By KYLE MCDANIEL
To certain people, money isn’t everything.
As you peer into the world of sports, though, you see that money has become king. Players seem to care less about the fans and the city they play in and more about what team pays the most money.
This isn’t just problem with sports in the United States — it’s happening across the globe, and it’s discouraging to know that the Francesco Tottis and Tom Bradys of the world are a dying breed.
What makes those players in their respective sports, as well as countless others before them, unique is the fact they stayed with their team and city no matter what.
“Before an athlete stayed with a team regardless of record or pay,” said Matt Mortenson, owner of Tucson’s Mountain View Sports Memorabilia. “Nowadays, the tradition, loyalty and respect for the game and organizations have been lost.”
A perfect example of doing everything you can to keep the player is A.S. Roma, a football club in Italy. The club has a legend who just retired, Francesco Totti.
Born in Rome, Totti joined Roma’s academy in Trigoria at age 13. Totti would play three seasons in the youth team, before his senior debut at 16 in a match against Brescia.
Now 40, Totti just retired in May. In his 25-year career, he played 786 times and scored 307 goals. He would also make 58 appearances for Italy’s national team, where he would win the 2006 World Cup. Only once did he think about leaving, until he remembered his mom had taught him home is everything, according to online publication Players’ Tribune.
Two months later, he accepted Roma’s offer to become the club’s sporting director. A few weeks ago, he began taking classes to get his coaching badges to one day coach.

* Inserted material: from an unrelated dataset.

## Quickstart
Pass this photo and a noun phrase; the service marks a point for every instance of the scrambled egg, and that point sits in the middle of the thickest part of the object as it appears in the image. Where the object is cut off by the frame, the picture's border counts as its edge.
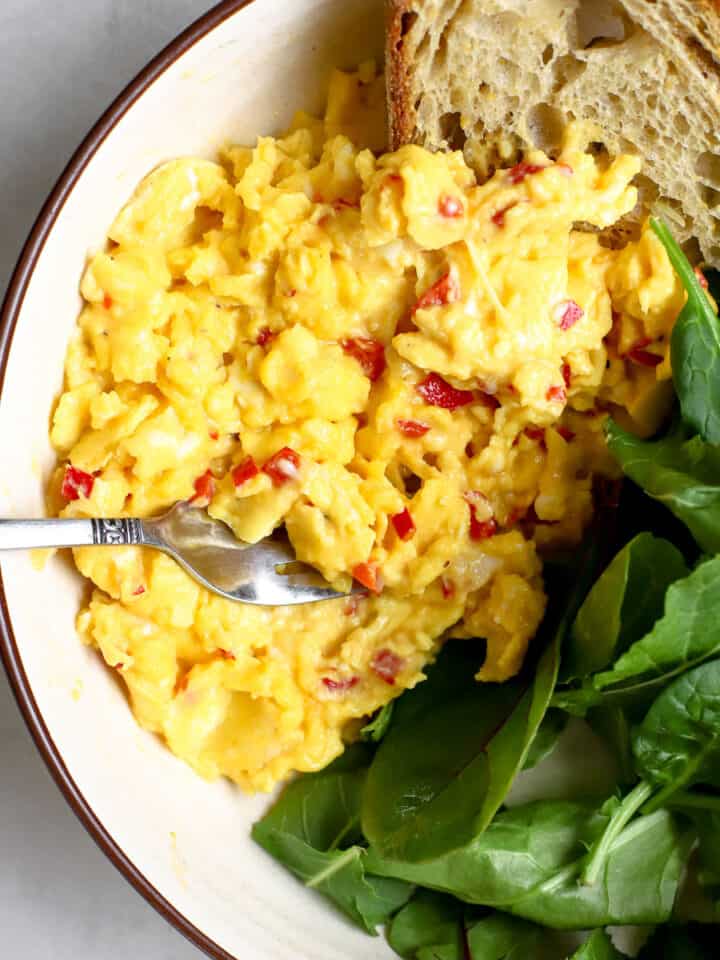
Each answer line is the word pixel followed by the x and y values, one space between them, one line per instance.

When people asked why he turned down Real Madrid and stayed in Rome his whole career, he had one answer.
“Rome is my family, my friends, the people that I love … Rome, to me, is the world. This club, this city, has been my life.”
According to news outlets in Italy, a statue is already in the works for the Roman, who believed in loyalty over money and trophies.
It takes a special person to turn down more money or turn down a better team in order to stay home. Age also begins to play a factor.
Brady is a perfect example.
Brady and head coach for the Patriots, Bill Belichick, have built something special in New England, which is another reason he has stayed. Year after year, Brady takes less money in order to stay in New England and make the team better. He ranks 15th in quarterback salaries, though he is far better than the 15th-best quarterback.
Yes, players should have the right to leave a team if they want. That is their choice. To some, loyalty is nothing, and to others, it is everything. Being like Brady and Totti and saying no to better options and more money takes pride and guts.
Remember one thing: If you stay with one team, you could become a legend in the organization, and have your own statue.